On this day in 1947, Jackie Robinson broke the color barrier on his way to a Hall of Fame career. Today is the only day any baseball player wears the number 42, and on this day every baseball player wears 42. But Jackie Robinson didn’t jump straight from the Negro Leagues to the Major Leagues, he spent a season in the minors with the Montreal Royals.

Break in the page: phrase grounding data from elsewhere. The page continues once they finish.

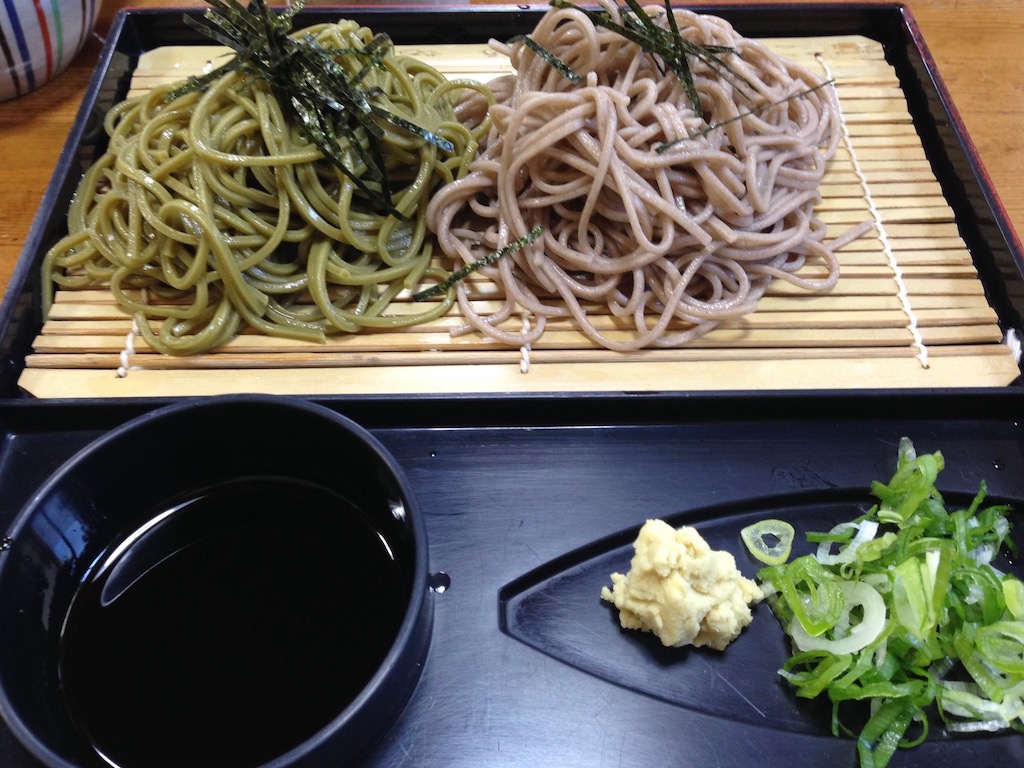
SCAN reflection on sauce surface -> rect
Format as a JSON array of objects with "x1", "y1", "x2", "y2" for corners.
[{"x1": 59, "y1": 477, "x2": 405, "y2": 768}]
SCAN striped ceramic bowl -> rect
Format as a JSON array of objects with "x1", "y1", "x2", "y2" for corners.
[{"x1": 1, "y1": 0, "x2": 101, "y2": 101}]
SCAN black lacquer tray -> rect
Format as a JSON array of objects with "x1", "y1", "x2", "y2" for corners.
[
  {"x1": 3, "y1": 4, "x2": 1024, "y2": 766},
  {"x1": 3, "y1": 392, "x2": 1024, "y2": 767}
]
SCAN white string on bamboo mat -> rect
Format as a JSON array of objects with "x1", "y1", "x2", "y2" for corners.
[
  {"x1": 115, "y1": 316, "x2": 140, "y2": 378},
  {"x1": 816, "y1": 53, "x2": 929, "y2": 369},
  {"x1": 1004, "y1": 328, "x2": 1022, "y2": 365},
  {"x1": 519, "y1": 311, "x2": 532, "y2": 374}
]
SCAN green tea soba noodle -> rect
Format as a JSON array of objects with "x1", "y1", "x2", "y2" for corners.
[{"x1": 42, "y1": 18, "x2": 490, "y2": 355}]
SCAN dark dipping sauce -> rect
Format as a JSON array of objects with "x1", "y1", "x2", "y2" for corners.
[{"x1": 58, "y1": 477, "x2": 407, "y2": 768}]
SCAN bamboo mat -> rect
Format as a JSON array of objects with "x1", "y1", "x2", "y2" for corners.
[{"x1": 18, "y1": 34, "x2": 1023, "y2": 398}]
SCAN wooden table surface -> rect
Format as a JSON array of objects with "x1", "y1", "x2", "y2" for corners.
[{"x1": 2, "y1": 0, "x2": 1022, "y2": 295}]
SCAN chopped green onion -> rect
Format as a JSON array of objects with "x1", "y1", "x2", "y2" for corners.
[
  {"x1": 758, "y1": 437, "x2": 1024, "y2": 768},
  {"x1": 891, "y1": 543, "x2": 952, "y2": 643},
  {"x1": 740, "y1": 518, "x2": 794, "y2": 565},
  {"x1": 857, "y1": 697, "x2": 922, "y2": 768},
  {"x1": 1004, "y1": 578, "x2": 1024, "y2": 619},
  {"x1": 976, "y1": 621, "x2": 1024, "y2": 675},
  {"x1": 789, "y1": 580, "x2": 887, "y2": 655},
  {"x1": 763, "y1": 555, "x2": 843, "y2": 637},
  {"x1": 815, "y1": 520, "x2": 879, "y2": 565}
]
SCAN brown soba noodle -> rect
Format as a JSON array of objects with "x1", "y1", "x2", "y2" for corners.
[{"x1": 426, "y1": 3, "x2": 852, "y2": 351}]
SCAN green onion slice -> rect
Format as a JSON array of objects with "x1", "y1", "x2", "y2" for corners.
[
  {"x1": 740, "y1": 518, "x2": 794, "y2": 565},
  {"x1": 976, "y1": 621, "x2": 1024, "y2": 675},
  {"x1": 1004, "y1": 578, "x2": 1024, "y2": 620},
  {"x1": 789, "y1": 580, "x2": 887, "y2": 655},
  {"x1": 772, "y1": 555, "x2": 844, "y2": 637}
]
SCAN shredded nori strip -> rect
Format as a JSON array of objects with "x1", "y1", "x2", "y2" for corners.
[
  {"x1": 170, "y1": 0, "x2": 452, "y2": 219},
  {"x1": 412, "y1": 227, "x2": 545, "y2": 301},
  {"x1": 531, "y1": 1, "x2": 825, "y2": 147},
  {"x1": 509, "y1": 34, "x2": 582, "y2": 84},
  {"x1": 655, "y1": 79, "x2": 837, "y2": 151},
  {"x1": 548, "y1": 0, "x2": 741, "y2": 120}
]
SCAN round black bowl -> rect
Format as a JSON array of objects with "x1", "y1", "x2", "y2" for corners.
[{"x1": 0, "y1": 394, "x2": 431, "y2": 768}]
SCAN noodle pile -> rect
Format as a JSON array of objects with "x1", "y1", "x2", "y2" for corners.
[
  {"x1": 43, "y1": 18, "x2": 488, "y2": 355},
  {"x1": 427, "y1": 3, "x2": 849, "y2": 351}
]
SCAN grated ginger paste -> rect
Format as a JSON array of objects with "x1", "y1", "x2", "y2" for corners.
[{"x1": 601, "y1": 519, "x2": 763, "y2": 651}]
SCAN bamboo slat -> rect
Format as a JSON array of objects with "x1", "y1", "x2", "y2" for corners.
[{"x1": 19, "y1": 33, "x2": 1022, "y2": 398}]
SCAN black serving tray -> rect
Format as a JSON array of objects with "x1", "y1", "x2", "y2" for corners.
[
  {"x1": 1, "y1": 2, "x2": 1023, "y2": 401},
  {"x1": 3, "y1": 5, "x2": 1024, "y2": 766},
  {"x1": 4, "y1": 391, "x2": 1024, "y2": 767}
]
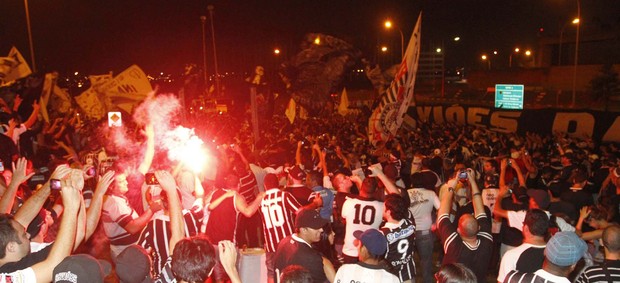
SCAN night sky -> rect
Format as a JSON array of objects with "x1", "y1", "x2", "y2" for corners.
[{"x1": 1, "y1": 0, "x2": 618, "y2": 76}]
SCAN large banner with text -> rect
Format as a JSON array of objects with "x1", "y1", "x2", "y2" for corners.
[{"x1": 405, "y1": 104, "x2": 620, "y2": 142}]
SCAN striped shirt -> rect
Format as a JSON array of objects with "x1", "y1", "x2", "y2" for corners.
[
  {"x1": 504, "y1": 269, "x2": 570, "y2": 283},
  {"x1": 381, "y1": 218, "x2": 416, "y2": 282},
  {"x1": 260, "y1": 188, "x2": 301, "y2": 253},
  {"x1": 137, "y1": 210, "x2": 201, "y2": 275},
  {"x1": 438, "y1": 213, "x2": 494, "y2": 282},
  {"x1": 102, "y1": 194, "x2": 140, "y2": 248},
  {"x1": 239, "y1": 170, "x2": 259, "y2": 203},
  {"x1": 575, "y1": 260, "x2": 620, "y2": 283}
]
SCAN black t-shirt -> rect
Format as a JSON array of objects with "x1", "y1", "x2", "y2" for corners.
[
  {"x1": 560, "y1": 189, "x2": 593, "y2": 212},
  {"x1": 333, "y1": 192, "x2": 350, "y2": 244},
  {"x1": 286, "y1": 185, "x2": 313, "y2": 206},
  {"x1": 274, "y1": 234, "x2": 326, "y2": 283},
  {"x1": 548, "y1": 201, "x2": 578, "y2": 224},
  {"x1": 515, "y1": 246, "x2": 545, "y2": 273},
  {"x1": 0, "y1": 243, "x2": 52, "y2": 273},
  {"x1": 438, "y1": 213, "x2": 494, "y2": 283}
]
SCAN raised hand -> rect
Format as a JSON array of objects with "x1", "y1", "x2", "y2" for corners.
[
  {"x1": 51, "y1": 164, "x2": 72, "y2": 180},
  {"x1": 61, "y1": 183, "x2": 81, "y2": 213},
  {"x1": 95, "y1": 171, "x2": 115, "y2": 196},
  {"x1": 10, "y1": 157, "x2": 35, "y2": 186},
  {"x1": 154, "y1": 170, "x2": 177, "y2": 192}
]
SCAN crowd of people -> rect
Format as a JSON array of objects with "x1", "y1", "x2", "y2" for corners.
[{"x1": 1, "y1": 93, "x2": 620, "y2": 283}]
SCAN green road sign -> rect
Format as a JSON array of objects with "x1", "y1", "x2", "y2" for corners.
[{"x1": 495, "y1": 84, "x2": 524, "y2": 109}]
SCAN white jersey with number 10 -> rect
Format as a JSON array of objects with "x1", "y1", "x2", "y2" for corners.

In 1946, the Royals first season as a Triple-A club, Jackie Robinson became the first African American to play in the minor leagues. On opening day in New Jersey, Robinson made an immediate impact as reporter for the Jersey Journal, Joe Cummiskey, wrote (per MLB.com) “Jackie Robinson, first Negro player ever to play in organized baseball, broke in yesterday with the Montreal Royals – and with a bang. He smashed out four hits in five times up-a homer with two men on base and three singles. He stole two bases, drove in four runs, and scored from third twice by forcing Jersey City’s pitchers into balks. Montreal won 14-1.”
In that 1946 season the Royals went 100-54 behind Jackie Robinson and 22 other players who wound up with big league careers on their way to taking home the league championship. Jackie Robinson was not the only Hall of Famer to don the Montreal Royals uniform, Tommy Lasorda and Roberto Clemente also spent time with the Royals.
Clemente had 155 pedestrian plate appearances for the Royals in 1954, but the Pittsburgh Pirates saw something in the young outfielder, and selected him in the November 1954 rookie draft, the era’s equivalent to today’s Rule 5 draft. Tommy Lasorda spent nine seasons in Montreal before eventually becoming the most iconic manager in Los Angeles Dodgers history.
The Montreal Royals were in existence from 1897-1960, and competed in the International League each of the final 32 seasons of the franchise. They competed in the championship 11 times, and won the Governors’ Cup seven times, the most for any team not still in the International League.